Potret Senja Buruh Di Kediri, Menderita Dampak Perbudakan Modern Kaum Kapitalis

Penulis : -
Potret Senja Buruh Di Kediri, Menderita Dampak Perbudakan Modern Kaum Kapitalis
foto : istimewa

KEDIRI, celurit.news - Agus Suparjo ( 69 tahun) dan Slamet Pribadi (67 tahun) beserta 14 Lansia korban PHk (Pemutusan Hubungan Kerja) PT. Triple S benar - benar sudah memasuki usia senja.

Bahkan salah satu dari mereka telah meninggal dunia karena sakit. Iya, Mohamad Suko (69 tahun) laki-laki yang tinggal di Desa Bobang Kecamatan Semen tersebut telah menghembuskan nafas terakhir nya tahun lalu (2024).

Suko sempat berjuang bersama-sama rekan nya menuntut hak nya kepada PT. Triple S.

Kini rekan-rekan Suko yang seusia nya sedang berjuang menuntut keadilan atas hak-hak mereka dengan mendirikan Tenda Perjuangan di depan Hotel Insumo yang menurut informasi adalah milik keluarga dan ahli waris Sutrisno Soni Sandra mantan direktur Utama PT. Triple S.

( 22/07/2024).

"Kudune kulo niki mpun wancine menikmati masa tua teng ndalem lho mas, malah niki tilem teng trotoar lemek an terpal bekas sing tipis, howone adem pisan (baca : Seharusnua saya ini sudah waktunya menikmati masa tua di rumah lho mas, malah ini tidur di trotoar beralaskan terpal bekas yang tipis, cuaca nya sedang dingin juga)", ucap Slamet Pribadi berkaca-kaca kepada awak media.

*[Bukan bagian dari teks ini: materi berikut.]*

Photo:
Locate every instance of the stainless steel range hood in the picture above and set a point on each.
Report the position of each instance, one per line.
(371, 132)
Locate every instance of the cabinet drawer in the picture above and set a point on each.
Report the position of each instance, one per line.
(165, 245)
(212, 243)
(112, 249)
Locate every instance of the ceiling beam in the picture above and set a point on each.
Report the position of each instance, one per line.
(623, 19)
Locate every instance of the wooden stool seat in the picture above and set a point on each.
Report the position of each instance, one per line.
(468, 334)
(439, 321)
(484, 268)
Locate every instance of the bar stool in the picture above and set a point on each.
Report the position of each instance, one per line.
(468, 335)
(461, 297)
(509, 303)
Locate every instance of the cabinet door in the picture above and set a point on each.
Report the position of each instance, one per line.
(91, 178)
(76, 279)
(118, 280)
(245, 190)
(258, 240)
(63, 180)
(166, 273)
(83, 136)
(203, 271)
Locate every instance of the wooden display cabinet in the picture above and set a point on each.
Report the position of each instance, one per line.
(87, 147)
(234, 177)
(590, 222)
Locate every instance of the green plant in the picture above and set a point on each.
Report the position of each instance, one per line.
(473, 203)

Karmijan yang juga lansia berumur 60 tahun salah satu korban PHK juga mengeluhkan keadaan nya.

"Kami ini anak bangsa yang tertindas, kemana lagi kami harus mencari keadilan, kami ini wong cilik (orang kecil), karyawan rendahan, buat makan saja susah apalagi membiayai proses Pengadilan, tutur Karmijan.

"Negara tidak hadir bagi rakyat nya, pemerintah "micek kabeh" (tutup mata semua), tidak punya hati nurani dan malah terindikasi mbekingi (membela) pengusaha, mbekingi wong duwe duit (membela orang punya duit)", imbuh Karmijan dengan emosional.

Solidaritas Aspera (Aliansi Pekerja/Buruh Kediri Raya terhadap pergerakan buruh yang dipayungi SPSI (Serikat Pekerja Seluruh Indonesia) murni bentuk keprihatinan atas nasib 16 karyawan korban PHk.

"Kami benar-benar peduli dengan nasib pekerja/buruh, kami tidak dibayar malah menyumbang,  pekerja pun berinisiatif untuk patungan/urunan (swadaya membiayai diri sendiri)", ungkap Hari Ketua Aspera.

"Pemerintah  malah mempolitisir kegiatan kami ini sebagai kegiatan LSM atau Ormas  yang mereka beri label atau dicitrakan negatif, benar-benar tidak punya hati nurani", pungkas Hari.